You Can Approximate Pi by Dropping Needles on the Floor
How a probability puzzle about needles lining up on a floor can help calculate the value of pi
Happy Pi Day March 14 is the date that otherwise rational people celebrate this irrational number because 314 contains the first three digits of pi. And hey pi deserves a day. By definition it’s the ratio of the circumference and diameter of a circle but it shows up in all kinds of places that seem to have nothing to do with circles from music to quantum mechanics.
Pi is an infinitely long decimal number that never repeats. How do we know? Well humans have calculated it to 314 trillion decimal places and didn’t reach the end. At that point I’m inclined to accept it. I mean NASA uses only the first 15 decimal places for navigating spacecraft and that’s more than enough for earthly applications.
The coolest thing for me is that there are many ways to approximate that value. For instance you can do it by oscillating a mass on a spring. But maybe the craziest method of all was proven in 1777 by George Louis Leclerc Comte de Buffon.

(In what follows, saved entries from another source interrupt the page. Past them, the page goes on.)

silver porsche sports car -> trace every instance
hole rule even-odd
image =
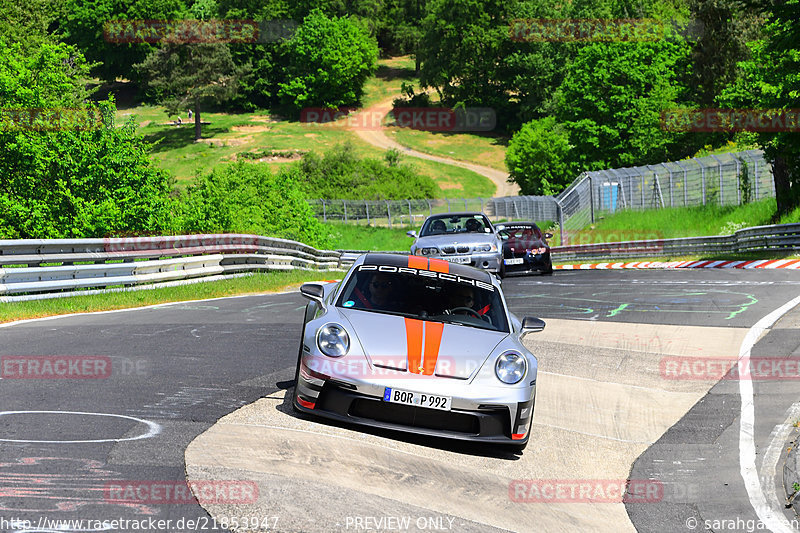
[[[422,223],[411,253],[439,257],[451,263],[470,265],[505,275],[503,243],[489,218],[483,213],[463,212],[431,215]]]
[[[370,253],[306,283],[295,409],[425,435],[528,442],[536,358],[499,281],[436,258]]]

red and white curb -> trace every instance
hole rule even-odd
[[[800,259],[754,261],[636,261],[633,263],[579,263],[554,265],[555,270],[616,270],[623,268],[800,268]]]

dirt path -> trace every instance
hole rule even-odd
[[[395,97],[392,97],[388,100],[384,100],[383,102],[368,107],[362,110],[361,113],[364,113],[368,117],[385,116],[389,111],[392,110],[392,102],[394,101],[394,98]],[[519,194],[519,186],[516,183],[509,183],[507,181],[508,172],[503,172],[502,170],[497,170],[491,167],[484,167],[482,165],[476,165],[474,163],[468,163],[466,161],[450,159],[449,157],[439,157],[412,150],[411,148],[398,143],[394,139],[390,139],[386,135],[387,128],[385,127],[375,129],[353,128],[353,130],[363,140],[378,148],[382,148],[384,150],[395,148],[400,150],[400,152],[402,152],[404,155],[410,157],[436,161],[437,163],[444,163],[445,165],[455,165],[476,172],[481,176],[486,176],[492,180],[492,183],[494,183],[497,187],[494,194],[496,197],[517,196]]]

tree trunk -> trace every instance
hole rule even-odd
[[[775,201],[778,210],[775,218],[779,218],[792,210],[792,194],[789,183],[789,168],[782,156],[775,157],[772,162],[772,179],[775,180]]]
[[[194,140],[200,140],[200,105],[194,104]]]

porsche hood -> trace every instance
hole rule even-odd
[[[339,312],[358,332],[370,363],[421,375],[471,379],[508,333],[353,309]]]

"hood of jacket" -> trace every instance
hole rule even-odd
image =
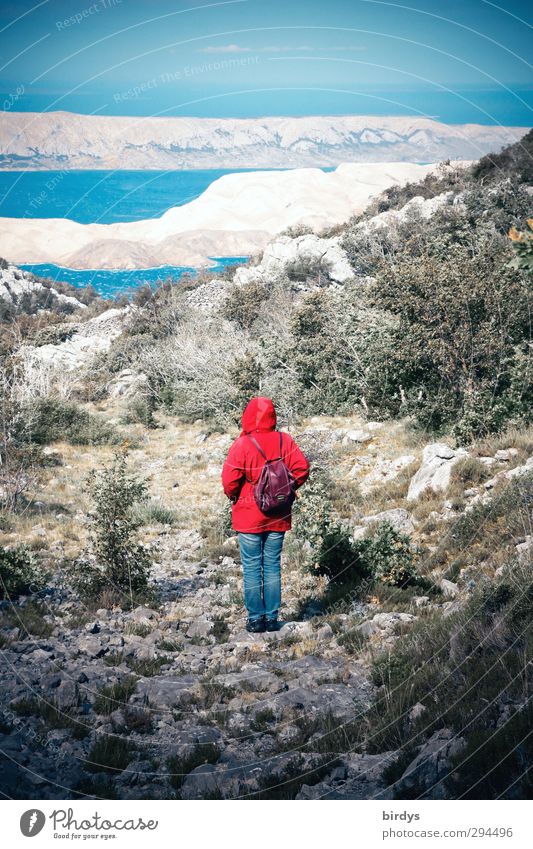
[[[242,414],[242,432],[274,430],[276,409],[270,398],[252,398]]]

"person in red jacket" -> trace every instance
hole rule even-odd
[[[252,437],[252,439],[250,439]],[[253,487],[265,459],[280,456],[280,432],[270,398],[253,398],[242,415],[242,432],[231,446],[222,469],[222,486],[232,502],[232,525],[239,534],[244,577],[246,628],[252,633],[276,631],[281,604],[281,549],[291,528],[290,510],[267,516],[257,506]],[[281,434],[281,457],[296,487],[309,476],[309,462],[289,433]]]

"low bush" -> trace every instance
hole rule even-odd
[[[84,595],[106,588],[127,593],[133,606],[134,593],[147,586],[151,565],[148,550],[137,539],[141,522],[133,514],[147,497],[146,483],[128,473],[127,453],[120,451],[108,468],[91,473],[88,489],[94,501],[89,516],[94,564],[82,558],[78,588]]]
[[[124,708],[136,687],[137,679],[133,675],[122,678],[115,684],[102,687],[94,702],[95,712],[109,716],[114,710]]]
[[[258,318],[267,297],[267,287],[258,281],[246,283],[244,286],[233,286],[222,306],[222,315],[243,330],[249,330]]]
[[[373,534],[358,541],[359,556],[367,572],[391,587],[416,583],[416,554],[411,539],[389,522],[380,522]]]
[[[135,755],[136,747],[121,737],[104,735],[92,746],[85,760],[88,772],[122,772]]]
[[[157,428],[154,418],[156,410],[155,397],[150,394],[134,398],[123,416],[124,424],[142,424],[150,430]]]
[[[45,577],[31,552],[25,546],[0,546],[0,599],[16,599],[20,595],[38,592]]]
[[[368,575],[367,564],[361,557],[357,543],[353,543],[347,529],[333,524],[325,533],[319,552],[318,572],[338,584],[353,583]]]
[[[117,444],[111,425],[67,401],[41,398],[28,411],[29,439],[37,445],[62,440],[72,445]]]

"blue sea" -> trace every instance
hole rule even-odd
[[[241,265],[246,262],[246,256],[214,256],[209,257],[212,265],[209,271],[223,271],[228,265]],[[61,265],[41,263],[37,265],[21,265],[24,271],[31,271],[39,277],[50,280],[71,283],[73,286],[93,286],[103,298],[115,298],[119,295],[130,294],[139,286],[149,284],[155,286],[169,278],[173,281],[186,272],[196,274],[197,268],[183,265],[159,265],[156,268],[135,268],[130,270],[110,270],[105,268],[63,268]]]
[[[113,224],[159,218],[173,206],[189,203],[231,170],[205,171],[3,171],[0,172],[0,216],[7,218],[69,218],[81,224]],[[247,257],[212,257],[212,270],[246,262]],[[197,269],[186,266],[116,271],[74,269],[58,265],[22,265],[40,277],[92,285],[110,298],[138,286]]]
[[[243,170],[0,171],[0,216],[70,218],[80,224],[159,218],[224,174]]]

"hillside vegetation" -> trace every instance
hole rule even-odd
[[[4,792],[531,795],[532,155],[127,303],[5,301]],[[219,481],[257,393],[312,462],[267,635]]]

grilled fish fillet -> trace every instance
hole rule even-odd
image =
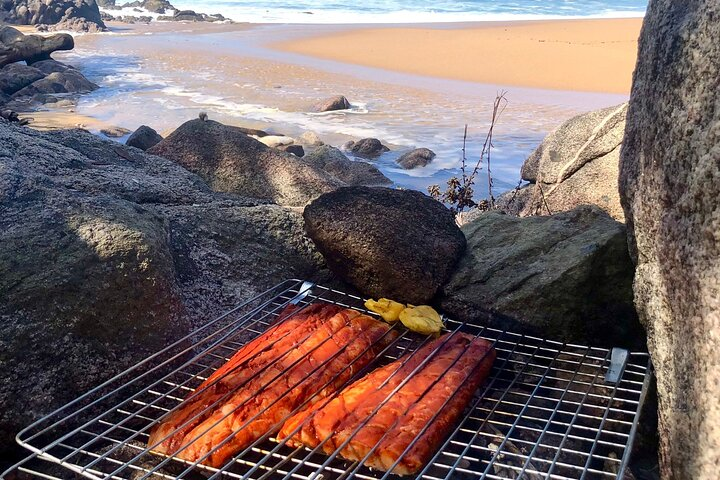
[[[447,334],[301,410],[278,439],[319,447],[327,455],[338,451],[398,475],[415,474],[450,433],[494,361],[489,342]]]
[[[315,304],[240,349],[150,433],[152,451],[212,467],[334,393],[395,337],[355,310]]]

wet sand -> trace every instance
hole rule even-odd
[[[628,93],[642,19],[527,21],[343,31],[273,48],[499,86]]]
[[[31,116],[39,121],[36,126],[40,121],[46,127],[81,124],[98,133],[107,125],[134,130],[145,124],[166,134],[206,112],[226,124],[292,137],[312,131],[334,146],[373,137],[391,149],[375,164],[397,186],[425,191],[428,185],[444,184],[458,172],[465,125],[468,157],[479,154],[492,101],[504,86],[267,47],[281,40],[307,38],[310,33],[353,31],[349,28],[355,27],[113,25],[110,34],[77,36],[75,50],[55,54],[100,89],[81,95],[72,108],[46,105],[42,109],[47,113]],[[464,31],[458,25],[443,28]],[[353,109],[313,113],[314,104],[337,94],[348,96]],[[496,191],[517,184],[520,165],[549,131],[578,113],[626,101],[627,95],[512,87],[507,98],[509,104],[496,130],[492,167]],[[430,148],[437,156],[426,167],[410,171],[398,167],[397,158],[415,147]],[[478,195],[483,195],[483,188],[478,186]]]

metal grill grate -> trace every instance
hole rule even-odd
[[[148,433],[160,417],[289,303],[316,301],[366,312],[358,297],[286,281],[41,419],[17,440],[43,460],[89,478],[400,478],[343,460],[337,451],[328,457],[269,436],[221,469],[148,452]],[[460,424],[417,478],[622,478],[651,375],[647,354],[631,353],[619,380],[607,383],[609,350],[451,319],[446,327],[490,340],[497,360]],[[428,341],[399,324],[393,328],[398,338],[372,368]]]

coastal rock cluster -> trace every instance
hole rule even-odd
[[[228,22],[229,20],[219,13],[206,14],[194,10],[179,10],[167,0],[135,0],[118,4],[116,0],[99,0],[98,5],[103,8],[102,16],[107,21],[125,23],[149,23],[153,18],[143,15],[144,12],[158,13],[157,20],[175,22]],[[112,15],[107,11],[132,9],[138,15]]]
[[[719,18],[715,0],[650,2],[621,153],[667,479],[720,465]]]
[[[323,260],[298,213],[174,161],[0,119],[0,458],[13,436],[193,325]],[[322,279],[324,277],[321,277]]]
[[[13,27],[0,27],[0,105],[47,103],[57,101],[57,94],[97,89],[75,68],[50,58],[52,52],[70,50],[73,46],[73,38],[65,33],[23,35]]]
[[[44,25],[44,30],[100,32],[106,29],[95,0],[3,0],[0,22]]]
[[[256,140],[249,133],[263,135]],[[148,153],[177,162],[215,191],[286,206],[302,207],[345,185],[390,183],[374,166],[353,162],[332,147],[319,147],[301,159],[282,151],[282,142],[268,141],[270,136],[264,133],[213,120],[191,120],[149,148]],[[267,143],[277,143],[278,148]]]

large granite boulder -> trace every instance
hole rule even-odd
[[[339,149],[323,145],[304,160],[320,168],[348,185],[390,185],[392,180],[382,174],[374,165],[367,162],[350,160]]]
[[[55,72],[15,92],[13,98],[52,95],[56,93],[88,93],[97,90],[96,84],[74,68]]]
[[[650,2],[621,154],[664,479],[710,480],[720,465],[718,19],[715,0]]]
[[[322,257],[300,214],[0,120],[0,462],[17,431]]]
[[[140,125],[137,130],[130,135],[127,142],[125,142],[125,145],[139,148],[144,151],[162,142],[162,139],[163,138],[160,134],[154,129],[148,127],[147,125]]]
[[[480,215],[441,305],[461,320],[586,345],[640,348],[625,226],[594,206]]]
[[[4,0],[0,2],[0,21],[16,25],[54,25],[82,19],[105,30],[95,0]],[[78,23],[75,23],[78,25]],[[89,27],[82,27],[89,28]],[[87,31],[87,30],[82,30]]]
[[[416,191],[344,187],[303,217],[330,269],[375,298],[427,303],[465,249],[450,210]]]
[[[0,93],[12,95],[43,77],[45,74],[35,67],[20,63],[5,65],[0,68]]]
[[[532,196],[520,215],[547,215],[597,205],[623,222],[618,193],[620,145],[627,104],[578,115],[545,137],[525,161],[521,177]]]
[[[213,190],[304,206],[342,182],[289,153],[269,148],[241,129],[201,119],[185,122],[148,152],[173,160]]]
[[[32,65],[48,60],[58,50],[72,50],[75,41],[67,33],[49,36],[23,35],[13,27],[0,26],[0,67],[15,62]]]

Decades earlier Buffon had posed this as a probability question in geometry Imagine you have a floor with parallel lines separated by a distance d. Onto this floor you drop a bunch of needles with length L. What is the probability that a needle will cross one of the parallel lines?
A picture will help you understand what’s happening. Let’s say I drop just two needles on the floor (feel free to replace the needles with something safer like toothpicks). Also just to make things easier later we can say that the needle length and line spacing are equal (d = L).
You can see that one of the needles crosses a line and the other doesn’t. OK but what are the chances? This is not the most trivial problem but let’s think about just one dropped needle. We only care about two values—the distance (x) from the farther end of the needle to a line and the angle of the needle (θ) with respect to a perpendicular. If x is less than half the spacing between lines we get a needle-crossing. As you can see you’d get a higher probability with a smaller x or a smaller θ.